Clarify Core Functions and Interfaces

• Pure Data Upload (T-Box): Prioritize E103-W01/W05 (cost) or E103-W12 (power consumption).

• In-Vehicle Hotspot and High-Speed Internet Access: Must choose dual-band modules, such as E103-RTL8811CU/RTL8812CU (mature ac solution) or E101-C5WN8 (cutting-edge ax solution).

• Convenient Network Configuration and Dual-Mode Applications: Choose WiFi modules integrated with BLE, such as E103-W14.

• Main Control Integration and Development: If the in-vehicle main controller is a high-performance processor (e.g., ARM Cortex-A series) that needs to connect to a WiFi chip via SDIO/USB interfaces, refer to models like E103-RTL8189FTV (SDIO interface) in the documentation, or use programmable modules like E101-C5WN8 for in-depth customization.

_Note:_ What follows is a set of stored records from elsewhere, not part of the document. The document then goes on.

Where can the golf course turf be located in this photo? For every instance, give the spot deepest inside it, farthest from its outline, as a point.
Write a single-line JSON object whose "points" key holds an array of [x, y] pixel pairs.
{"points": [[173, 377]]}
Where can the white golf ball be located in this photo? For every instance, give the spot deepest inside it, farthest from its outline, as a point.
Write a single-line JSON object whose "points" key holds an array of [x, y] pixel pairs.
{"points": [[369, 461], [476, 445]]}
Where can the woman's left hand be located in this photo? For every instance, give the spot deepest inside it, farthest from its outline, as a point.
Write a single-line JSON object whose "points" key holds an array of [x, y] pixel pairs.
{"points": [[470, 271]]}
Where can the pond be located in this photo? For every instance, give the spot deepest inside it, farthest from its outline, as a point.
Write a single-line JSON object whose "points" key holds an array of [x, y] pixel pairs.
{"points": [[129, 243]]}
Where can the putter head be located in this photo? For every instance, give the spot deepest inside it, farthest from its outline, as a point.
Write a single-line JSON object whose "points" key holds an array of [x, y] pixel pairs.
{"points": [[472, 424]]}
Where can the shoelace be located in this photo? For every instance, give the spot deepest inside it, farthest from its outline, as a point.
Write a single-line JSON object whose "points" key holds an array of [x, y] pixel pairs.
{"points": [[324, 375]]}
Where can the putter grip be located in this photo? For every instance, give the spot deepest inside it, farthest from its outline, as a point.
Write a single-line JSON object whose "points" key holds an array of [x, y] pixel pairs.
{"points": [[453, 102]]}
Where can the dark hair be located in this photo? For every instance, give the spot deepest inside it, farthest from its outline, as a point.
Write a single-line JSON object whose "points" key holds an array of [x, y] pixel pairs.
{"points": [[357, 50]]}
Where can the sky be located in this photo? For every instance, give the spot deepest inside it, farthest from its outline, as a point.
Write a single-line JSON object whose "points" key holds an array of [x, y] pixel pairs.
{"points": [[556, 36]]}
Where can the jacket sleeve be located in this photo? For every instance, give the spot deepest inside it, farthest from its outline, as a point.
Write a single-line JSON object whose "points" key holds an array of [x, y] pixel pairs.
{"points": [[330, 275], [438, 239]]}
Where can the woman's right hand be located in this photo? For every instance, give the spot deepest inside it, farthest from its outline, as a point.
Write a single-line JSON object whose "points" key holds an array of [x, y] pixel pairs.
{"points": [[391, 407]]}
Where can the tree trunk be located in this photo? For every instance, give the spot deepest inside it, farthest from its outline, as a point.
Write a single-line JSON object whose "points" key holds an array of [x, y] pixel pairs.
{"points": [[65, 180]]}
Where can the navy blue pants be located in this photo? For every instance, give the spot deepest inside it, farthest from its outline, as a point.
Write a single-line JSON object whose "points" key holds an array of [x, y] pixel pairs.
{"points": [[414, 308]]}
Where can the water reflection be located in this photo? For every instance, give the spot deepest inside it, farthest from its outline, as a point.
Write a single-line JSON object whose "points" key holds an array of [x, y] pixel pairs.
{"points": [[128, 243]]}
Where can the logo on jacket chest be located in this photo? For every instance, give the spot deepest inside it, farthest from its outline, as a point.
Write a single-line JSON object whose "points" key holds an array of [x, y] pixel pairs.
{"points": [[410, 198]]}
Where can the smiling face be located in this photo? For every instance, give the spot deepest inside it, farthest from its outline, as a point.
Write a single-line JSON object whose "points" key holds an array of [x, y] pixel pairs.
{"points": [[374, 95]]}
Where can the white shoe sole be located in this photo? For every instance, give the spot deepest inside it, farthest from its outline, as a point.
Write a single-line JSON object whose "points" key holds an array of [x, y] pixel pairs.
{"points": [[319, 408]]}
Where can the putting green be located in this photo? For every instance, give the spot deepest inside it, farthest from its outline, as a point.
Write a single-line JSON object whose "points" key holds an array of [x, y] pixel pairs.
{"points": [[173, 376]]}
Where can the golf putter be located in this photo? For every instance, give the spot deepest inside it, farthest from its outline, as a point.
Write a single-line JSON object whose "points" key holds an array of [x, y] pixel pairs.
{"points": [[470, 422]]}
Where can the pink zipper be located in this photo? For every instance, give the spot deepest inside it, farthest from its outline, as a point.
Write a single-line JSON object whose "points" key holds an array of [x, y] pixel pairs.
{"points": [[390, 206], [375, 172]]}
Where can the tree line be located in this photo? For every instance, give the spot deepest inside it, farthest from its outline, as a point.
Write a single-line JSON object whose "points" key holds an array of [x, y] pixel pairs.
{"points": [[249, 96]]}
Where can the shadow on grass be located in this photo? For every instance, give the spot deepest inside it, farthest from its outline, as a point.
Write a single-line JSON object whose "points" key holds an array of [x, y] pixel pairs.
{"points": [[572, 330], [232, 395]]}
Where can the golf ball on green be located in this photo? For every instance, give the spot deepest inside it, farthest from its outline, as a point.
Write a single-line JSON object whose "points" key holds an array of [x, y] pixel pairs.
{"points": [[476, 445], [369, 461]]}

Strict Environmental Adaptability

• All in-vehicle applications must select models marked in the documentation with an operating temperature range of -40℃ ~ +85℃ or -20℃ ~ +70℃ (wide-temperature industrial grade).

• Pay attention to power supply requirements (usually 3.3V) and ensure that the in-vehicle power supply design can meet its peak current (the documentation often recommends that the external LDO power supply capacity is greater than 500mA).

Protocols and Security

• Ensure the module supports WPA2/WPA3 encryption to meet in-vehicle network security requirements.

• According to the car manufacturer's protocol requirements, confirm whether the module supports required network protocols such as TCP/UDP/MQTT/HTTP.

Development Support

• For rapid mass production projects, transparent transmission modules controlled by AT commands (e.g., E103 series) can greatly shorten the development cycle.

• For projects that require in-depth customization of network protocols and deep integration with the in-vehicle system, modules that can be redeveloped (e.g., E101 series based on ESP32-C3/C5/S3) provide greater flexibility.

EBYTE's WiFi module product line, with its complete layout from economical to high-performance, from single-band to dual-band, and from pure WiFi to WiFi+BLE dual-mode, provides a solid and diverse hardware foundation for the wirelessization and intelligence of in-vehicle infotainment systems. Whether it is to realize basic vehicle connectivity, build an in-vehicle high-speed information hub, or create a convenient and seamless smart interactive experience, corresponding solutions can be found.

As the smart cockpit evolves into a "third living space," the requirements for wireless connection bandwidth, real-time performance, reliability, and security will continue to increase. EBYTE's continuously iterated modules that support WiFi 6/6E and even more advanced standards in the future will help the next generation of in-vehicle IVI systems achieve more immersive audio-visual entertainment, smoother multi-screen interaction, and more reliable remote services, ultimately bringing users an excellent smart travel experience.